Le maintien à domicile des patients peut être facilité par le recours à des équipements techniques. Mais ces aides sont souvent peu ou mal utilisées par les professionnels, comme l’a montré une journée organisée à l’INRS, intitulée Aide et Soins à la personne. Explications.
« Sur le plan de la formation initiale, les IFSI se concentrent sur le soin et le relationnel, souligne Laurent Dazin, responsable pédagogique du Syndicat des instituts de formation en ergothérapie de France (Sifef). Les aides-soignants partent pour leur premier stage pratique sans avoir suivi le module consacré aux aides techniques. Chez les masseurs-kinésithérapeutes, le transfert des patients est complètement banalisé. » En conséquence de quoi, de nombreux professionnels de santé ne sont pas formés à l’usage de ces équipements. Au point que Laurent Dazin estime nécessaire qu’une réingénierie des diplômes permette l’intégration du recours à ces technologies.
Car il observe qu’il est beaucoup plus aisé de former des étudiants que d’intervenir en formation continue. « Il y a alors beaucoup de résistances à lever : depuis l’indisponibilité du matériel jusqu’à la conviction que l’installation ou le déplacement du matériel est une perte de temps… », poursuit Laurent Dazin. Les soignants rechignent en effet encore trop souvent à l’usage de ces équipements, en établissement comme à domicile. « Ils arguent qu’ils n’ont pas le temps d’aller le chercher dans la chambre voisine », observe Jean-Philippe Sabathé, ergonome et responsable formation au sein du groupe hospitalier Paris Saint-Joseph (Paris). Et d’ajouter : « Les soignants sont formés au soin et n’ont donc aucune croyance en la prévention. »
Pourtant, les aides techniques représentent une mesure de prévention des maladies professionnelles de type troubles musculo-squelettiques (TMS) ou accidents du travail. « Même si l’on peut observer que leur déploiement entraîne dans un premier temps une augmentation des accidents du travail ou maladies professionnelles déclarées », précise Isabelle Lambersend, référente en prévention des risques professionnels du service d’aide et de soins à domicile du Nord-Libournais (Assad). Une conséquence des formations qui accompagnement l’arrivée de ces dispositifs et sensibilisent les professionnels à déclarer leurs atteintes. « Après la première année en revanche, nous avons constaté une baisse drastique des arrêts de travail et des accidents de manutention », souligne Jean-Philippe Sabathé.
À condition bien sûr d’avoir été conçus au bénéfice de l’aidé comme de l’aidant. Une démarche que les industriels affirment suivre. « Mais attention, passer du port de charge au tirer-pousser ne supprime pas nécessairement le risque de survenue de TMS », précise Laurent Kerangueven, ergonome et expert en prévention des TMS à l’Institut national de recherche et de sécurité (INRS). « Si on doit manœuvrer dans des espaces réduits, amorcer des mouvements de manière répétée ou réaliser des efforts importants, par exemple sur de la moquette ou pour passer une barre de seuil, le risque demeure. »

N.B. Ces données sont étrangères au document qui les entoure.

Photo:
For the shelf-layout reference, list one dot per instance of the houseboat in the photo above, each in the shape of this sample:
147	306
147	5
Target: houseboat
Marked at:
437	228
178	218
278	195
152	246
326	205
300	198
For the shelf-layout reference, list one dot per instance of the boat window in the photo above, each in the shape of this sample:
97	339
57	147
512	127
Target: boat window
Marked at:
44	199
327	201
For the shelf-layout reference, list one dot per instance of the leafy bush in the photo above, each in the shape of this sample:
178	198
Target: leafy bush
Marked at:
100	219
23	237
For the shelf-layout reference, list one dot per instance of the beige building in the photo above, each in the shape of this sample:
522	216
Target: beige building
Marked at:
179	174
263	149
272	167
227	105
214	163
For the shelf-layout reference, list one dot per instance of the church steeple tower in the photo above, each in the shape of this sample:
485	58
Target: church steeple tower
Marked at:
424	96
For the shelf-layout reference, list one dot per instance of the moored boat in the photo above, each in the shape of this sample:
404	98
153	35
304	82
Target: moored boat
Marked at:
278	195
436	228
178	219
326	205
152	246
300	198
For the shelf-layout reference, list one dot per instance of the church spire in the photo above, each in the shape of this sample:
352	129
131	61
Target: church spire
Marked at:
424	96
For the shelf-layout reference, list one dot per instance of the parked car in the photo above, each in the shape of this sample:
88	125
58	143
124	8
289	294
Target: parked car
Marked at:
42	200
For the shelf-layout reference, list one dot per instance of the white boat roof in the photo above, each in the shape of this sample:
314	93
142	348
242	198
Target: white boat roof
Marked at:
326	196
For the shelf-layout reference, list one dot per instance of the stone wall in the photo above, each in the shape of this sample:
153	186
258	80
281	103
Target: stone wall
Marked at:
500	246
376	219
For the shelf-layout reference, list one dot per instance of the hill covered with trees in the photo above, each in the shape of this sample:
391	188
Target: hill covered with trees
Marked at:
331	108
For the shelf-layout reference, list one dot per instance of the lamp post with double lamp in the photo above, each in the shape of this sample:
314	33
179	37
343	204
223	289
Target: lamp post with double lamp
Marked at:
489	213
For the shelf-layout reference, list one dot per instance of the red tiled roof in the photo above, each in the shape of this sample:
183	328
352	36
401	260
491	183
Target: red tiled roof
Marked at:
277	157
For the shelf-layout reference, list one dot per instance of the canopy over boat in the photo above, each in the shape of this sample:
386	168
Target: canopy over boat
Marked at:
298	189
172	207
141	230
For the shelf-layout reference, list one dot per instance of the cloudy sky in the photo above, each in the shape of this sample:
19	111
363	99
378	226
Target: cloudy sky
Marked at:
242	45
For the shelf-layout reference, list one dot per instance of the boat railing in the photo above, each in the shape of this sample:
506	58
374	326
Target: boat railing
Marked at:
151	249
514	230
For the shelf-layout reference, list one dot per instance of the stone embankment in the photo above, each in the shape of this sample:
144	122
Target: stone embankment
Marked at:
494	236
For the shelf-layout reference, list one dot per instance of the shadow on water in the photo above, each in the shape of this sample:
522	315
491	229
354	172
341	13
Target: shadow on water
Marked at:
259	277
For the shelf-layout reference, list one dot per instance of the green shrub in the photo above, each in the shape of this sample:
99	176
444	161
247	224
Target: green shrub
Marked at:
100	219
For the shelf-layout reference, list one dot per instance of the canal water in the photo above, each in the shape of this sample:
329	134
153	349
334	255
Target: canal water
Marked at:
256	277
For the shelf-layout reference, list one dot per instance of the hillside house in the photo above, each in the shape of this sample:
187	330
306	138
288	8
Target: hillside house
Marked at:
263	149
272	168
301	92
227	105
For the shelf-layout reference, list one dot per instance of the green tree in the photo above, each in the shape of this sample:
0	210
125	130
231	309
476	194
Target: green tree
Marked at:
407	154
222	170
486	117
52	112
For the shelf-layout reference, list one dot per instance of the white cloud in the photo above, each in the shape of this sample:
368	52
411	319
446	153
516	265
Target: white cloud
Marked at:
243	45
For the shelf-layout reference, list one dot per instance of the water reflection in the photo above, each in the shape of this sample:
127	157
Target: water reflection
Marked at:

Le matériel de maintien à domicile est considéré comme dispositif médical, il doit être prescrit par un médecin, peut être remboursé par l’Assurance maladie et/ou les mutuelles et répond à des exigences de qualité. Une évaluation clinique est notamment obligatoire, en plus du travail de conception et de simulation d’utilisation qui peut être fait en laboratoire. « Le fabriquant doit mettre en œuvre des essais en vie réelle chez le patient, indique Pascale Cousin, représentante du Snitem. S’il n’existe pas de dispositif équivalent sur le marché, il doit également fournir des études précliniques. Et s’il existe déjà quelque chose (un “me too”), le produit pourra être lancé plus rapidement, mais accompagné d’études de suivi posmarketing. »

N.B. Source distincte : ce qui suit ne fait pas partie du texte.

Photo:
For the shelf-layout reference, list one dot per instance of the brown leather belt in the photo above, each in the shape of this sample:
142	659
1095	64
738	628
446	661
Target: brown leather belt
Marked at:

Seuls les ergothérapeutes semblent donc véritablement formés à la manipulation des aides techniques. Ceux-ci représentent de ce fait des acteurs essentiels de l’accompagnement des professionnels et sont généralement mobilisés par les organisations qui financent l’aide à domicile : conseils départementaux ou caisses de retraite, voire des employeurs. « Dans mon service, il se déplace à domicile pour former les utilisateurs au matériel dont il a recommandé l’usage, les lève-personne notamment », conclut Isabelle Lambersend.